Sejak Pandemi, Pernikahan di Bawah Umur Melonjak di Yordania

529

Muslim Obsession – Pernikahan di bawah umur di Yordania melonjak tahun lalu selama pandemi virus corona (COVID-19) karena meningkatnya kesulitan keuangan di antara keluarga miskin.

Kelompok hak asasi manusia memperingatkan. Jumlah pernikahan di bawah umur yang terdaftar di pengadilan Syariah melonjak hampir 12 persen dari 2019 hingga 2020, menurut data baru dari Kepala Departemen Kehakiman Islam, dikutip dari Arab News, Jumat (13/8/2021).

Sementara hukum perdata Yordania menempatkan usia legal untuk menikah pada 18 untuk pria dan wanita, itu juga memungkinkan pengecualian bagi mereka yang berusia 15 tahun ke atas jika hakim menganggapnya sebagai kepentingan terbaik mereka.

Peningkatan tajam telah menyebabkan seruan untuk perubahan undang-undang. Sekretaris Jenderal Komisi Nasional Yordania untuk Wanita Salma Al-Nims menyalahkan pandemi dan beban ekonomi yang diakibatkannya, serta tingkat putus sekolah sebagai penyebab “melonjaknya” pernikahan di bawah umur.

“Sejak awal krisis COVID-19, komisi telah memperingatkan bahwa pembelajaran jarak jauh akan memperdalam masalah sosial dan akan meningkatkan pekerja anak dan putus sekolah dan akibatnya pernikahan di bawah umur,” kata Al-Nims kepada Arab News.

“Baru kemarin, saya mendengar bahwa seorang gadis berusia 15 tahun menikah dan ketika saya menanyakan alasannya, saya mengetahui bahwa keluarganya mengatakan ‘ya’ karena pengantin prianya kaya. Kenapa hakim menyetujuinya?”

Dari 67.389 akad nikah yang terdaftar pada tahun 2020 di pengadilan Syariah, 7.964 adalah untuk anak perempuan di bawah usia 18 tahun. Ini dibandingkan dengan 7.224 pada tahun 2019 setelah jumlahnya menurun dari puncaknya lebih dari 10.000 pada tahun 2016.
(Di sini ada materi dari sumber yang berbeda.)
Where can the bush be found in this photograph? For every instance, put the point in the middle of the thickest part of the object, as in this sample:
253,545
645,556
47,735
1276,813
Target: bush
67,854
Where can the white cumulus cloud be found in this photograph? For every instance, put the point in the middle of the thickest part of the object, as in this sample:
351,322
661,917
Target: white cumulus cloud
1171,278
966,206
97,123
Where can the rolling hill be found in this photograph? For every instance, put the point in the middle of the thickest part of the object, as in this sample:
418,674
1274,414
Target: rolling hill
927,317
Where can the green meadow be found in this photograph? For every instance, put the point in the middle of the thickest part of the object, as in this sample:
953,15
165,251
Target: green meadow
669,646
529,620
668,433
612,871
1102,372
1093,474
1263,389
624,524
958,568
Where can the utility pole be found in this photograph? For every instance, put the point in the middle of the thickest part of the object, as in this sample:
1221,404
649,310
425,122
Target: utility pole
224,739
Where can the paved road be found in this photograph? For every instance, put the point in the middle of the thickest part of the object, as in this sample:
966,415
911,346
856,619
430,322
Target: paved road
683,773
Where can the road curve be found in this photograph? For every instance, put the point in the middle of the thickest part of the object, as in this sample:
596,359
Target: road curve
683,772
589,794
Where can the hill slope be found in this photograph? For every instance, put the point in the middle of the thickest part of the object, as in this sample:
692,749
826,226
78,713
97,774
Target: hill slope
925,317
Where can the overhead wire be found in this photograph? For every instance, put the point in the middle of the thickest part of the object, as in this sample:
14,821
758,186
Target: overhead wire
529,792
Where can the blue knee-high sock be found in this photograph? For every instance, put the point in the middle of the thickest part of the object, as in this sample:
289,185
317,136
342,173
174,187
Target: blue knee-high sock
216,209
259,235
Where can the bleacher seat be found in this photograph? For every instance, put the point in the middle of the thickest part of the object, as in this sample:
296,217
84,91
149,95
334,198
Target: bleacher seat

Yang lebih mengkhawatirkan adalah angka tahun 2020 mencakup lebih dari 2.000 pernikahan yang melibatkan anak perempuan berusia 15 tahun. Hanya 194 dari pernikahan yang melibatkan anak laki-laki berusia di bawah 18 tahun.

Pengacara dan aktivis hak asasi manusia Saddam Abu Azzam menggambarkan peningkatan kasus pernikahan anak sebagai “mengerikan” dan “membalikkan perut.”

“Bahkan jika itu adalah satu kasus, angka itu masih tinggi,” kata Abu Azzam, direktur pusat penelitian parlemen Yordania.

Dia berpendapat bahwa menyetujui pernikahan untuk anak perempuan dan anak laki-laki di bawah usia 18 tahun adalah “pelanggaran” hak asasi manusia, menghubungkan peningkatan dengan hukum Yordania dan lobi hakim Syariah menghalangi upaya untuk sepenuhnya melarang pernikahan remaja.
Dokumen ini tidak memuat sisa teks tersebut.